The High Court has delivered a landmark judgment that recognises sex other than male or female, representing a victory for growing numbers of gender diverse people across Australia.
The High Court upheld the decision of the NSW Court of Appeal that allowed Norrie, an androgynous person, to be recognized as a sex other than male or female. Norrie had originally sought to be identified as “non-specific” rather than “male” or “female” on identity documents and sought to be identified as “intersex” at the High Court hearing.
The Human Rights Law Centre assisted A Gender Agenda, an organisation representing gender diverse and intersex people, to provide expert advice to the High Court given its insights into how current laws impact gender diverse and intersex people on a day to day basis.
The HRLC’s Director of Advocacy & Strategic Litigation, Anna Brown, said the decision was of profound importance, given that identity documents such as birth certificates were an important foundation for ensuring equal recognition before the law for gender diverse and intersex people.
“Sex and gender diverse people face problems every day accessing services and facilities that most Australians can use without thinking twice. It’s essential that our legal systems accurately reflect and accommodate the reality of sex and gender diversity that exists in our society, and the High Court has taken an enormous leap today in achieving that goal,” said Ms Brown.

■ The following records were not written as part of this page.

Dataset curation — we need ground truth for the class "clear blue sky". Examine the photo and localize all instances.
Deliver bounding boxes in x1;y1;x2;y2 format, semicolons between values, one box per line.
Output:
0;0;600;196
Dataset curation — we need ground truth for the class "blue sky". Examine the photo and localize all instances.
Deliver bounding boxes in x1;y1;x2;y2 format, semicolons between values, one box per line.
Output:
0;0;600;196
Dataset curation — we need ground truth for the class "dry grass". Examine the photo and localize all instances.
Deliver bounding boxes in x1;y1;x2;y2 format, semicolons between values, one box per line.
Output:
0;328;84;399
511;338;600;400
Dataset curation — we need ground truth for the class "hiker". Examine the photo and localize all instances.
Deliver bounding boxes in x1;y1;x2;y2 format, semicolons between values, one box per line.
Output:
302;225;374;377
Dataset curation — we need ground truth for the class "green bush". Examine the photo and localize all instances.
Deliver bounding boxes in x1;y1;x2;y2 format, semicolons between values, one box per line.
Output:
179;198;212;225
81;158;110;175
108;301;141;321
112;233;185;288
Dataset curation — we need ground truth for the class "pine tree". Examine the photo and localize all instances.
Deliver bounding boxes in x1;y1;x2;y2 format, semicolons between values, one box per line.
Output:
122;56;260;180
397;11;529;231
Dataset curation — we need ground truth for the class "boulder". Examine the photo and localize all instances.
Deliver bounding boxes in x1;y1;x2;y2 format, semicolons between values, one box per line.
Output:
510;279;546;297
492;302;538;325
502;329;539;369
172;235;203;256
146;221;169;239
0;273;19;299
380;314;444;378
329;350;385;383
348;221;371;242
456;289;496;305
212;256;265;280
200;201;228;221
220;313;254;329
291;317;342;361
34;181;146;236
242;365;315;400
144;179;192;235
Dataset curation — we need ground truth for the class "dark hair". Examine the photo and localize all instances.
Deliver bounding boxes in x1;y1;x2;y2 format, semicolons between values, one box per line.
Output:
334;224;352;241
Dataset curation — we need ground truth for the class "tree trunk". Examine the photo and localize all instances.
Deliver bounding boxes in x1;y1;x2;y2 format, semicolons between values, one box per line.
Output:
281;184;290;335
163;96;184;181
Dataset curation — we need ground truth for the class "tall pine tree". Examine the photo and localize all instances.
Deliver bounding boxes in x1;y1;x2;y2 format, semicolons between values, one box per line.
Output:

The Executive Director Gender Agenda, Samuel Rutherford, said the High Court’s decision recognition that “transgender” and “intersex” were not appropriate categories was a relief for gender diverse and intersex people. AGA’s submission to the court represented a broader group of people affected by this case, whose needs and interests may not have otherwise been raised in the arguments put before the Court.
“This a fantastic decision for gender diverse and intersex people, who simply want to be recognised for who they are. The High Court has also recognised it would be inappropriate for a third category to be labelled intersex, which means they understood that intersex people often identify as male or female,” said Mr Rutherford.
“Transgender, gender diverse and intersex people face high levels of stigma, social exclusion and discrimination. To have the Highest Court in our land say the law recognises the reality of our existence is not only important in a practical way, but paves the way for achieving equality and freedom from discrimination,” said Mr Rutherford.
The case comes as Australian parliaments are starting to reform their laws to better accommodate differences of sex and gender, including the introduction of federal discrimination protections on the basis of “gender identity” and “intersex status” and, most recently, legislation that would reform ACT births, deaths and marriages laws to allow people to be registered as a sex other than male or female.
Norrie was represented on a pro bono basis by DLA Piper in the High Court appeal as well as the earlier stages of the litigation. Barristers David Bennett QC and Alister Abadee represented Norrie on a pro bono basis. A Gender Agenda was assisted on a pro bono basis by barristers Kris Walker and Liz Bennett, the Human Rights Law Centre and law firm Allens.